Was it the heat and the wine that made the rock walls reel and put the cold sickness in his belly? He tried to speak and only a hoarse sound came, without words. Emer’s voice went on, relentless, terrible.
“ Why should you not know—you who are the Cursed One, Rhiannon!”
The rock walls gave back the word like a whispered curse, until the hall was filled with the ghostly name Rhiannon! It seemed to Carse that the very shields rang with it and the banners trembled. And still the girl stood unmoving, challenging him to speak, and his tongue was dead and dry in his mouth.

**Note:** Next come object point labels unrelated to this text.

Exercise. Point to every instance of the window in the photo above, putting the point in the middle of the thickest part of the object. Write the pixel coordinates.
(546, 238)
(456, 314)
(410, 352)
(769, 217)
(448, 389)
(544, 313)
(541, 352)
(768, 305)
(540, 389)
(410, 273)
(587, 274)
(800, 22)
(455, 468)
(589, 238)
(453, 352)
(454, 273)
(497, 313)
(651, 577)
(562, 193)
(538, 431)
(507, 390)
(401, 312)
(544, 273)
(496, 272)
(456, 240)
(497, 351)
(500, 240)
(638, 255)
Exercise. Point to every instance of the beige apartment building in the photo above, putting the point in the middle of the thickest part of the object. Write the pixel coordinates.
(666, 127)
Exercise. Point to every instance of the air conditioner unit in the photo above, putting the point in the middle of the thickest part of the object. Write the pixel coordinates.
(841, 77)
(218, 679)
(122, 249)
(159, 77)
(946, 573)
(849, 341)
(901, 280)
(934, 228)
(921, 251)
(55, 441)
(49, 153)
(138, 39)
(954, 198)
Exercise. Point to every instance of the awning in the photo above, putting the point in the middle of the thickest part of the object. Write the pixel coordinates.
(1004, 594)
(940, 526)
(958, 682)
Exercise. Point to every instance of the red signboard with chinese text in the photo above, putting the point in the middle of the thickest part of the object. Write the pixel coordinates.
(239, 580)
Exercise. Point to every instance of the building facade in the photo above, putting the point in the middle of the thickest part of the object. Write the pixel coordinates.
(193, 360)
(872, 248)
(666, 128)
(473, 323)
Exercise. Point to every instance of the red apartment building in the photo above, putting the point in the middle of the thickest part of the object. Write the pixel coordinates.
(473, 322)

They stared at him, all of them—Ywain and the Sea Kings and the feasters silent amid the spilled wine and the forgotten banquet.
It was as though he were Lucifer fallen, crowned with all the wickedness of the world.
Then Ywain laughed, a sound with an odd note of triumph in it. “So that is why! I see it now—why you called upon the Cursed One in the cabin there, when you stood against the power of Caer Dhu that no man can resist, and slew S’San.”
Her voice rang out mockingly. “Hail, Lord Rhiannon!”
That broke the spell. Carse said, “You lying vixen. You salve your pride with that. No mere man could down Ywain of Sark but a god—that’s different.”
He shouted at them all. “Are you fools or children that you listen to such madness? You, there, Jaxart—you toiled beside me at the oar. Does a god bleed under the lash like a common slave?”
Jaxart said slowly, “That first night in the galley I heard you cry Rhiannon’s name.”